Israelis Say Arab Dead in Jenin Number in Dozens, Not Hundreds
As of this afternoon, the army had yet to allow the Red Cross, the local Red Crescent or the United Nations agency that operates refugee camps into the camp to collect the dead and wounded or to bring relief to the untold numbers of residents hiding in intact buildings.

When reporters moved through the camp with Israeli soldiers, pigeons and chickens were the only living creatures in the streets, but other reporters who had visited the camp on their own found clusters of residents hiding in the darkened, waterless hovels.

After the Supreme Court ruling, the army announced tonight that it would start collecting bodies on Monday with Red Cross observers present. Then, if the Palestinian Red Crescent refused to take possession of the bodies, the army said it would bury them temporarily.
Even then, the full toll is not likely to become known unless the rubble is sifted.

If the death toll is not clear, the destruction is. In the best of times, a Palestinian refugee camp is not a pretty sight. Set up in 1948 to house families displaced in Israel's struggle for independence, they have evolved into tangled alleys of elemental concrete blocks, teeming with children, chickens and the occasional goat.
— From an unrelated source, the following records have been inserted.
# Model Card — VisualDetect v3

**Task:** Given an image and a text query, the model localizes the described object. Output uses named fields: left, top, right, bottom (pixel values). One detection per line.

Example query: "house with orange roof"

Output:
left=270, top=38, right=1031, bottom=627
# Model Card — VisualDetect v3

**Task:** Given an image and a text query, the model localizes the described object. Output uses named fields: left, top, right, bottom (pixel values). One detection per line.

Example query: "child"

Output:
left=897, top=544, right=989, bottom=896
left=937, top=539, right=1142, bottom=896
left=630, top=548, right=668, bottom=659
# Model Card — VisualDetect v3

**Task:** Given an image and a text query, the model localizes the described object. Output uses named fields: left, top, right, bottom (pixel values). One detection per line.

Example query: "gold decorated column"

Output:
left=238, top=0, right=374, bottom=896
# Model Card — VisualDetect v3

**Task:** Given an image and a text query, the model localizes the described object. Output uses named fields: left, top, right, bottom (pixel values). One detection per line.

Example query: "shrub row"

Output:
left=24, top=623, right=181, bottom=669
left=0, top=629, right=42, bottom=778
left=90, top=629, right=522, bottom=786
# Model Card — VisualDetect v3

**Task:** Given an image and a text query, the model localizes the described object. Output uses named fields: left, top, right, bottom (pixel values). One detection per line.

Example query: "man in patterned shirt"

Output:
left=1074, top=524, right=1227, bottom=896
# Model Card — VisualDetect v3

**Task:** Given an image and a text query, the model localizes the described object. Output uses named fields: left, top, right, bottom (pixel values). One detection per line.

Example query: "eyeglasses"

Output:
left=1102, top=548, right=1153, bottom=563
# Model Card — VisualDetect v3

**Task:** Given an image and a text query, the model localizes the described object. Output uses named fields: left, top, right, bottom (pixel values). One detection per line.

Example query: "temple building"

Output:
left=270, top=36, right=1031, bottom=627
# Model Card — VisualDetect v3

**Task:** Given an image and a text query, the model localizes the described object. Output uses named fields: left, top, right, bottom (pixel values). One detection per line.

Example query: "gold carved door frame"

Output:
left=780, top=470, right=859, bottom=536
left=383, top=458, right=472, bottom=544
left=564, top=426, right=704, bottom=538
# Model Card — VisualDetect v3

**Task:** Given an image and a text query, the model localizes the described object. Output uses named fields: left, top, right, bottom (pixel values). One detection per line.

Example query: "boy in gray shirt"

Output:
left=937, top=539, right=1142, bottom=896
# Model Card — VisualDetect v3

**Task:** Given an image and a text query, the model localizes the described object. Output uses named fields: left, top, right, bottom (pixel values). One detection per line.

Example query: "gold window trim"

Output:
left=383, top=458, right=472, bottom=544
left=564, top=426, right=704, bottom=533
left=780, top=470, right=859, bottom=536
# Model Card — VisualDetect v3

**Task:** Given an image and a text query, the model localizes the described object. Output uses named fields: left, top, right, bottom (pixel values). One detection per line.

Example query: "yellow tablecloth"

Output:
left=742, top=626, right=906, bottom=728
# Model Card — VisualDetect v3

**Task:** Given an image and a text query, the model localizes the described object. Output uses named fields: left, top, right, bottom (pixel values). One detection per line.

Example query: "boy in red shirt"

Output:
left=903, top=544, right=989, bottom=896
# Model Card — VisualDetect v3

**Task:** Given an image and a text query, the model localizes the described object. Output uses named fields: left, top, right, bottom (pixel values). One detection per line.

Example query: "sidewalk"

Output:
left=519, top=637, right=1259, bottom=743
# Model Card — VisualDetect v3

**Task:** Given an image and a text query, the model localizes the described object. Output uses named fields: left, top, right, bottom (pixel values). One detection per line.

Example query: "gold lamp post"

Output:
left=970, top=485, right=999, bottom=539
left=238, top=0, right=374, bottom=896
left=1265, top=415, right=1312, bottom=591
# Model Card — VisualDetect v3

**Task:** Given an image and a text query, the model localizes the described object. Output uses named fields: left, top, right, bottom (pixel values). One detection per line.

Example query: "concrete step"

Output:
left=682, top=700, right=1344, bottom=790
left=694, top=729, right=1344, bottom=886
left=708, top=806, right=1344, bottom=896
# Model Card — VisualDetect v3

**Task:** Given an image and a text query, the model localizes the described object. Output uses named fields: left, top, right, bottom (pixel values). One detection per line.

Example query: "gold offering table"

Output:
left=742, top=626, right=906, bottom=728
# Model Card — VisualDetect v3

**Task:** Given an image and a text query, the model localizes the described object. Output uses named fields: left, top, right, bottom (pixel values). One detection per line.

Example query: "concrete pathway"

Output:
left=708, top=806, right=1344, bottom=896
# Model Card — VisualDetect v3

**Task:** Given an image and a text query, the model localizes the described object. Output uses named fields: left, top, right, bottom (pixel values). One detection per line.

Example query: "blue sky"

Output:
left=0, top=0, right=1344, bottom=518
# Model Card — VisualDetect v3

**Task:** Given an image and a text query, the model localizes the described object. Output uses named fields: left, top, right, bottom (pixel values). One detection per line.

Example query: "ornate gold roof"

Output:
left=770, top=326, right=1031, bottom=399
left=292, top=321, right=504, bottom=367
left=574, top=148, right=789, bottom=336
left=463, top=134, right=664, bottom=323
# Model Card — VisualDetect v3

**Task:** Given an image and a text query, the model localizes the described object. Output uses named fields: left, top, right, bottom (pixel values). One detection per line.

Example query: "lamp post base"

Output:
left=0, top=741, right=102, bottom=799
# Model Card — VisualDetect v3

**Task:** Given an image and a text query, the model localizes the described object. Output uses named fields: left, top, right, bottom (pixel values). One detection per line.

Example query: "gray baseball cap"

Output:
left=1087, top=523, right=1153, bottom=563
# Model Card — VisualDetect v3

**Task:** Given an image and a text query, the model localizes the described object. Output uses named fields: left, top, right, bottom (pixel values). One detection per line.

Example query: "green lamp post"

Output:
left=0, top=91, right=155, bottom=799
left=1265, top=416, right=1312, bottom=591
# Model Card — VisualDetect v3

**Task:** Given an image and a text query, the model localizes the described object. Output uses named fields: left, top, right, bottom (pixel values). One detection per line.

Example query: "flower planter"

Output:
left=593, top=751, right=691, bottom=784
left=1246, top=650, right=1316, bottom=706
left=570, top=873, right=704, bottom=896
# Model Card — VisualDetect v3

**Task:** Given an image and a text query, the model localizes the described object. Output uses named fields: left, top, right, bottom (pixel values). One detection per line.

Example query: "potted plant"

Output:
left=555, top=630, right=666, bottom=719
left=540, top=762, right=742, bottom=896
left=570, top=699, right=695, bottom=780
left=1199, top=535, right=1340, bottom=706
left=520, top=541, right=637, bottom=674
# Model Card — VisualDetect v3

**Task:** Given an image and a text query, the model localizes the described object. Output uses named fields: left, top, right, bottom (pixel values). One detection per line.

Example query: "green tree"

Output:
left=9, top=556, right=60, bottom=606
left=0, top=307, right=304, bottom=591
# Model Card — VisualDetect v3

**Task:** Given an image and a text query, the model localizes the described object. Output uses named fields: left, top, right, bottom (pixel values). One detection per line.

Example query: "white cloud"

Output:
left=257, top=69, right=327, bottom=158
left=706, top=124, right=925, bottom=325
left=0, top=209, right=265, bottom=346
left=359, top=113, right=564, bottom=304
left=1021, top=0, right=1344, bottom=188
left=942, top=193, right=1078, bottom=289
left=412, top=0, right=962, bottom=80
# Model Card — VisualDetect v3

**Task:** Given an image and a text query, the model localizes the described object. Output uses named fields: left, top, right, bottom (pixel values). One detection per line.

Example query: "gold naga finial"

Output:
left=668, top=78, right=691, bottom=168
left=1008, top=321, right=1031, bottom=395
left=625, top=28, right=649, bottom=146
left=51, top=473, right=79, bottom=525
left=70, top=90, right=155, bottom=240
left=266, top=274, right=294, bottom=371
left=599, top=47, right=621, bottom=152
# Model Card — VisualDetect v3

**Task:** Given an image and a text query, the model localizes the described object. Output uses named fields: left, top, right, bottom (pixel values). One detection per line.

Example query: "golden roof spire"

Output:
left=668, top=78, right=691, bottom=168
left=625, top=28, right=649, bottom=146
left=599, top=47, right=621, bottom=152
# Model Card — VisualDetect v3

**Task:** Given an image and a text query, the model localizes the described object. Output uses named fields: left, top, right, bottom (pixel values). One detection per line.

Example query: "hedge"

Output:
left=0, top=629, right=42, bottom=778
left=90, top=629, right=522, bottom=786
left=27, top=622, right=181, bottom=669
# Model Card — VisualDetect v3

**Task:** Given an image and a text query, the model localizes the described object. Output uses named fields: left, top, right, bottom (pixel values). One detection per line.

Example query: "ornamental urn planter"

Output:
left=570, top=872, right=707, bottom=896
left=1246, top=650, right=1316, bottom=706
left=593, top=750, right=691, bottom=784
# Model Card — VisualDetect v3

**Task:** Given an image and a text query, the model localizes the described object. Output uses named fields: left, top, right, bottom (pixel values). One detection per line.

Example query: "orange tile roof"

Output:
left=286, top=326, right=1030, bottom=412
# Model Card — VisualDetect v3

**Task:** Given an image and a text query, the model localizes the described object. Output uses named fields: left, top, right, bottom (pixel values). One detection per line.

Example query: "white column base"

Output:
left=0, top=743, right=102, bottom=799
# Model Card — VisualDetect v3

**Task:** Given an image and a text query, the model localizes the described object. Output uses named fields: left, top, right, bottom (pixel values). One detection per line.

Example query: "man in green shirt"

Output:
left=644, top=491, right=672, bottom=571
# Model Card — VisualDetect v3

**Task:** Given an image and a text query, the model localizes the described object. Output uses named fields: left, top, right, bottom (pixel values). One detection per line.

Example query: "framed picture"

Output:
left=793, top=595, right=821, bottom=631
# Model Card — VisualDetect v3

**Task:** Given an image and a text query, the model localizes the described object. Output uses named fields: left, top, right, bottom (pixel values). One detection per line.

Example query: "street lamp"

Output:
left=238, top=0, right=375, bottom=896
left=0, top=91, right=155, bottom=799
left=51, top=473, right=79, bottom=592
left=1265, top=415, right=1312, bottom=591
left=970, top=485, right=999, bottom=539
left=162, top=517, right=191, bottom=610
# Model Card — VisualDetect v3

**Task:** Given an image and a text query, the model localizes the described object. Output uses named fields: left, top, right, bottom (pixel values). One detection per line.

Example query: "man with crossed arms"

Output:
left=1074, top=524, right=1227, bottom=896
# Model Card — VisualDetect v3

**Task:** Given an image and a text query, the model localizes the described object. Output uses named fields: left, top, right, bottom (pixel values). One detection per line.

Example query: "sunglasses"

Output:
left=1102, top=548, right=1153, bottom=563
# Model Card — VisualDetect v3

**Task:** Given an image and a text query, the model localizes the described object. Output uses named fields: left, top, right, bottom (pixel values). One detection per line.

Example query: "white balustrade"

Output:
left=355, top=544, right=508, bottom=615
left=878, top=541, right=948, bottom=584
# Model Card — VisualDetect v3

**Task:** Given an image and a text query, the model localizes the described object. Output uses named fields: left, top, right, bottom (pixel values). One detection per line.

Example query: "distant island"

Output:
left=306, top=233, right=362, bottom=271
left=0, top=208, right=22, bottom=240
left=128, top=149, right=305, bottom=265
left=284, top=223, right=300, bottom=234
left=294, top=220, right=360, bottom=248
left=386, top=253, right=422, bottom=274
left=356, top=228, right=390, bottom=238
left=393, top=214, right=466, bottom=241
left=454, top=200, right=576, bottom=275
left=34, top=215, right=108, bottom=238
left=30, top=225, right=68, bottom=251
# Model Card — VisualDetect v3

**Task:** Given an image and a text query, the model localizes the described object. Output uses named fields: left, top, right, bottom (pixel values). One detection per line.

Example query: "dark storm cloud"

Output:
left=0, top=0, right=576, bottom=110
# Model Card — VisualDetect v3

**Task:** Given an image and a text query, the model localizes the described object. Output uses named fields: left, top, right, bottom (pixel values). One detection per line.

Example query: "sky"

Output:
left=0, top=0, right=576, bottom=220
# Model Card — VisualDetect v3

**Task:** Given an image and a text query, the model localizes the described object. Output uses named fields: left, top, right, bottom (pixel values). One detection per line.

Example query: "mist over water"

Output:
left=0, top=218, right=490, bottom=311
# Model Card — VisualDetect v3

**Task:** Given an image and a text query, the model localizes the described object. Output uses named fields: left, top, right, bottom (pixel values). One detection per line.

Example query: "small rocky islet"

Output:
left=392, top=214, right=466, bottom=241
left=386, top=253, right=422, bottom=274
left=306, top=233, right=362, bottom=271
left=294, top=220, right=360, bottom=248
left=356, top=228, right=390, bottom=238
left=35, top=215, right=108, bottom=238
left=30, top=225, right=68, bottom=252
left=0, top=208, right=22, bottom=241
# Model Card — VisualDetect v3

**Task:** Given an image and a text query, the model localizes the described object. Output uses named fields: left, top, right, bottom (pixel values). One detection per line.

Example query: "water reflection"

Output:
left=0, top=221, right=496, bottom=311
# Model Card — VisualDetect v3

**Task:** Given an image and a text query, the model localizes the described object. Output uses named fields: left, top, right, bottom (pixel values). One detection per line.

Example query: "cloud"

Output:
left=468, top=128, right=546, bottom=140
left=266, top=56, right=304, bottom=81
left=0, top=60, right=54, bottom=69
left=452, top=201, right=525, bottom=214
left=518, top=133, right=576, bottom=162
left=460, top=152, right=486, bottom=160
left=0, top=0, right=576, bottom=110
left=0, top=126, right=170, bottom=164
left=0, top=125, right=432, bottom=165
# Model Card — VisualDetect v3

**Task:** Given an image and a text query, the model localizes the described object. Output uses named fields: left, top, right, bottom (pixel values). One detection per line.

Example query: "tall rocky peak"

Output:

They have also become cauldron of Palestinian resentment; the army said 23 of the last 100 suicide bombers had come from the Jenin camp.

It was through this warren that the bulldozers churned while rockets rained down. Today, the main street through the camp, Al Awde Street, was a muddy trail among sheared-off storefronts, broken slabs of concrete dangling by reinforcing rods, water burbling from broken pipes, tangles of electrical cable and shattered shops spilling goods.

Plastered walls were dotted with bullet holes. Many windows were shattered and some scorched by heavy explosions.

At one broad square where at least 20 houses had recently stood, the rubble had been bulldozed into tall mounds to clear roads for tanks, one of which lazily swiveled its turret.

If people had been crushed in the wreckage, there was no way to tell. Tanks and bulldozers had rolled over the debris, compacting it and covering it with dust and mud. It was here on Tuesday, Israeli officers said, that the soldiers walked into the trap.